A Single Fragment Shader Adds a Physically Plausible, Twinkling Night Sky to CesiumJS
GIS and digital-twin applications often need a convincing night mode that doesn't look like a cheap Instagram filter. This approach costs one draw call, runs entirely on the GPU, and gives users a real-time slider to dial in the exact atmosphere, which is far more flexible than swapping static imagery or toggling a hard-coded dark layer.

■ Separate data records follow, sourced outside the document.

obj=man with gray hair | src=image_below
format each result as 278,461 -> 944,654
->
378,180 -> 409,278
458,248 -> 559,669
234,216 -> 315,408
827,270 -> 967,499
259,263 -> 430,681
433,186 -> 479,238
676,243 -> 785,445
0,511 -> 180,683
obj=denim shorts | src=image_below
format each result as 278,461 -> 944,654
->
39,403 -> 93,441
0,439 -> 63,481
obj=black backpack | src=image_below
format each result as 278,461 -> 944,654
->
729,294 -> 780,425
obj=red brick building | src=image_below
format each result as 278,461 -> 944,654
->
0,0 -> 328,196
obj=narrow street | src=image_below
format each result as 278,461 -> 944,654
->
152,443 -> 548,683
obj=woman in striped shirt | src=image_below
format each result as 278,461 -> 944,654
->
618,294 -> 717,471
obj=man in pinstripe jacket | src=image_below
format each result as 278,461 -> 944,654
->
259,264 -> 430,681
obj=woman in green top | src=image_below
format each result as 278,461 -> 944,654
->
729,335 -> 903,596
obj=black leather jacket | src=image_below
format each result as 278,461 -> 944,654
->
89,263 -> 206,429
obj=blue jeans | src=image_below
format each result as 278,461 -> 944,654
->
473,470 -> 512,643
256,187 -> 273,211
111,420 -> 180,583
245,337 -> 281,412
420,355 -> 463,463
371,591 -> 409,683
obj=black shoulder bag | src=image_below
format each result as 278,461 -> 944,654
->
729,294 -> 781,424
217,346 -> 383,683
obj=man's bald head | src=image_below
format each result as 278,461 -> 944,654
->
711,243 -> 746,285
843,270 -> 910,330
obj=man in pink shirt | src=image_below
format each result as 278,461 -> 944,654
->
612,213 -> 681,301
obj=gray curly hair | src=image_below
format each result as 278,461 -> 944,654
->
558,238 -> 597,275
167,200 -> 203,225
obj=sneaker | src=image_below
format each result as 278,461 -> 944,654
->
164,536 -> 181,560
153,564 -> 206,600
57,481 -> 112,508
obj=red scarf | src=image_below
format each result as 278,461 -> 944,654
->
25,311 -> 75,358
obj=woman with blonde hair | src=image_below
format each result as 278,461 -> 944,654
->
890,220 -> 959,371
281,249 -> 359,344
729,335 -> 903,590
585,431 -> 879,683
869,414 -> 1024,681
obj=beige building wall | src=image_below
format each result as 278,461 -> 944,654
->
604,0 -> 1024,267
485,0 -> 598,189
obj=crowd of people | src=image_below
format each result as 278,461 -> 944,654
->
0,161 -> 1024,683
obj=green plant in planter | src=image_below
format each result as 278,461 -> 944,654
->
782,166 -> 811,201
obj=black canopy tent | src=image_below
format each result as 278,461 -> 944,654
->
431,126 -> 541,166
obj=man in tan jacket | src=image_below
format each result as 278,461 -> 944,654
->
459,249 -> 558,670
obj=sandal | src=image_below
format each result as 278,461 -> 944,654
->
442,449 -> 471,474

A single fragment shader, registered as a Cesium PostProcessStage, darkens the scene, masks the sky region by Y-coordinate, and scatters procedurally generated stars across the upper half of the viewport. Each star's brightness oscillates independently via a sine function keyed to a random seed, producing a scattered, breathing twinkle rather than a uniform blink. A low-saturation cool-blue base color is mixed into the darkened pixels to prevent the flat, gray-black look that comes from simple brightness reduction.
The effect is fully parametric: a Vue slider drives a `nightStrength` uniform that controls overall darkness, star visibility, and the intensity of the blue tint. Toggling the effect off removes the stage from the post-process pipeline and stops the `requestAnimationFrame` loop that advances the time uniform, so no idle GPU work remains.

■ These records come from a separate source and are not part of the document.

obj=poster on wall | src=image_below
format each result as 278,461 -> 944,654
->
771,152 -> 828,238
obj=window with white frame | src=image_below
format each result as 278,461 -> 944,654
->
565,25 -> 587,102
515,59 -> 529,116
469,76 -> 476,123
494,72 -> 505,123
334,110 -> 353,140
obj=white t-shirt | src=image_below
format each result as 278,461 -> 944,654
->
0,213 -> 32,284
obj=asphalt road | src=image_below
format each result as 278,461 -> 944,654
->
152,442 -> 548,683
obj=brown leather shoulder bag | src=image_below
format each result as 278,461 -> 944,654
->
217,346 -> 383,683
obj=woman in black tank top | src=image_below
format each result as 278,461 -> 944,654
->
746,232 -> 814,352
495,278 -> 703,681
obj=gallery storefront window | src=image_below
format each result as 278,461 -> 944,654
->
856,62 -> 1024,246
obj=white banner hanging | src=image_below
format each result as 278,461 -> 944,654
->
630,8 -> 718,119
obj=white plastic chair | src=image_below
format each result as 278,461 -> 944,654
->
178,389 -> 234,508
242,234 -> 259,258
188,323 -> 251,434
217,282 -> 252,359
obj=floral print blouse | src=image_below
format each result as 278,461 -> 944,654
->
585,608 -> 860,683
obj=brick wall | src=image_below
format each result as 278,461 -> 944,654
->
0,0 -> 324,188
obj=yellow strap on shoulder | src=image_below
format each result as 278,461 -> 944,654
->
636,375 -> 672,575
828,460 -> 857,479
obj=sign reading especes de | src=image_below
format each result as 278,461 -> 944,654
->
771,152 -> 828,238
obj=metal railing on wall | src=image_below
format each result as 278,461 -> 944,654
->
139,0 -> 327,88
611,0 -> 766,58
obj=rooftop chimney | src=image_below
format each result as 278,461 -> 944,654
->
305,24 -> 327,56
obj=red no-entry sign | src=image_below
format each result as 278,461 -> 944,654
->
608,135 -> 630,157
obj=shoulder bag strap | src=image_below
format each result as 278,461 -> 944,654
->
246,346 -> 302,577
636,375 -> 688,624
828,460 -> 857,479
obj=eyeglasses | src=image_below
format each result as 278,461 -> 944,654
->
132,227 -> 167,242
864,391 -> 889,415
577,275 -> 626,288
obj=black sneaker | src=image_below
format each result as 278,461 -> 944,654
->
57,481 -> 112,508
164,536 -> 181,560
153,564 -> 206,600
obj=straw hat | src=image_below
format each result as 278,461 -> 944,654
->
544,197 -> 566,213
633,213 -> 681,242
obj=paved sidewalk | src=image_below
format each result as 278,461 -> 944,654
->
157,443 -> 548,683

The shader logic is compact enough to study in one sitting. A `smoothstep` on the Y texture coordinate confines stars to the sky, a classic `fract(sin(dot(...)))` hash seeds their positions, and a `step` threshold at 0.997 keeps the star density sparse. The result is a night sky that feels physically motivated rather than a screen-space overlay.
Treating the night sky as a shader-driven post-process effect rather than a baked texture or a separate overlay keeps the implementation decoupled from the terrain and imagery layers, so it works with any base map without modification.

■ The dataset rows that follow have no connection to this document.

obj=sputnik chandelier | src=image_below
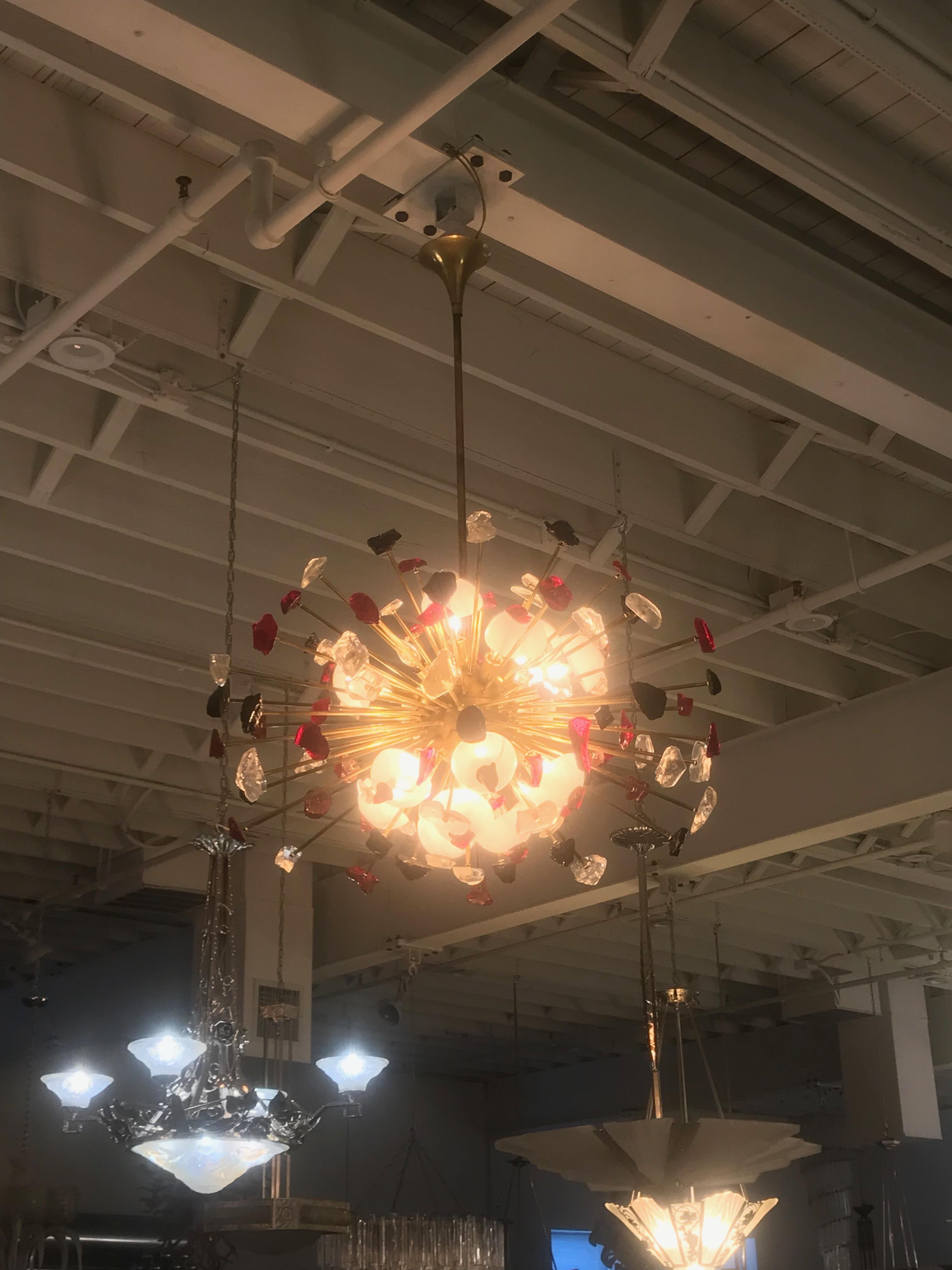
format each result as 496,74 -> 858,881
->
222,234 -> 721,904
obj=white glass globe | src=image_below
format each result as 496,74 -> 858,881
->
480,808 -> 529,856
39,1067 -> 113,1107
449,731 -> 519,798
132,1134 -> 288,1195
485,609 -> 552,666
371,749 -> 432,806
357,781 -> 406,833
416,789 -> 492,860
126,1033 -> 207,1076
538,753 -> 585,811
315,1049 -> 390,1094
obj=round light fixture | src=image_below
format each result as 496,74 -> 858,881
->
783,613 -> 833,635
48,330 -> 122,371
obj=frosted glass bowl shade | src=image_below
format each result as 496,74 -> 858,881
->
132,1134 -> 288,1195
39,1067 -> 113,1107
126,1033 -> 207,1076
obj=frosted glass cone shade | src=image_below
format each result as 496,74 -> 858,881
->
132,1136 -> 288,1195
315,1050 -> 390,1094
39,1067 -> 113,1107
371,749 -> 432,806
126,1033 -> 206,1076
605,1191 -> 777,1270
449,731 -> 519,796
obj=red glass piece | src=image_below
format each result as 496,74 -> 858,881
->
410,601 -> 447,635
694,617 -> 717,653
251,613 -> 278,657
309,790 -> 332,821
416,746 -> 437,785
311,695 -> 330,723
347,865 -> 380,895
348,591 -> 380,626
569,715 -> 592,772
294,723 -> 330,758
538,574 -> 572,613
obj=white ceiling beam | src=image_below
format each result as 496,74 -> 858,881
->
781,0 -> 952,119
229,206 -> 357,361
628,0 -> 694,75
0,66 -> 938,640
9,0 -> 952,452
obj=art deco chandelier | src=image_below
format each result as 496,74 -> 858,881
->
218,234 -> 721,904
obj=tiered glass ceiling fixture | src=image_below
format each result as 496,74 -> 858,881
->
42,371 -> 386,1195
219,234 -> 721,904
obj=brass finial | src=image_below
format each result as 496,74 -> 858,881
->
416,234 -> 489,314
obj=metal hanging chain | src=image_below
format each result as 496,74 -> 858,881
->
20,790 -> 53,1161
218,362 -> 244,824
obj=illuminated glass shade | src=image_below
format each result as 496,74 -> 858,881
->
132,1136 -> 288,1195
605,1191 -> 777,1270
126,1033 -> 206,1076
39,1068 -> 113,1107
316,1051 -> 390,1094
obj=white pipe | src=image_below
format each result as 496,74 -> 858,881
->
637,531 -> 952,674
0,141 -> 270,384
252,0 -> 572,246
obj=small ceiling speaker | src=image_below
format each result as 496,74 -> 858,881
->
783,613 -> 833,635
47,330 -> 122,371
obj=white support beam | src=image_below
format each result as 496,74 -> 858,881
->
229,204 -> 357,361
628,0 -> 694,75
684,481 -> 732,537
28,446 -> 72,503
781,0 -> 952,119
9,0 -> 952,452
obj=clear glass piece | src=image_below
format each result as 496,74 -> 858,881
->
235,746 -> 268,803
301,556 -> 327,587
331,631 -> 371,682
315,1049 -> 390,1094
631,731 -> 655,767
625,591 -> 661,631
570,856 -> 608,886
132,1134 -> 288,1195
39,1067 -> 113,1107
466,512 -> 496,542
690,785 -> 717,833
453,865 -> 486,886
208,653 -> 231,688
126,1033 -> 207,1076
690,741 -> 711,785
655,746 -> 688,789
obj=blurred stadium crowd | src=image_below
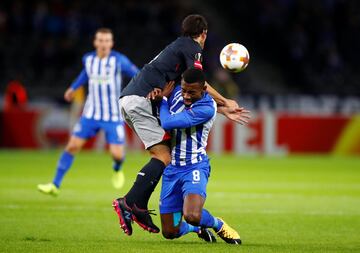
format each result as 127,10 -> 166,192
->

The `smoothstep` sky mask is the detail that sells the effect; without it, stars would appear on mountains and buildings, instantly breaking the illusion of a real night scene.
Using `requestAnimationFrame` to advance a time uniform is a lightweight alternative to Cesium's own clock system when the only thing that needs animating is a shader parameter, avoiding unnecessary scene ticks.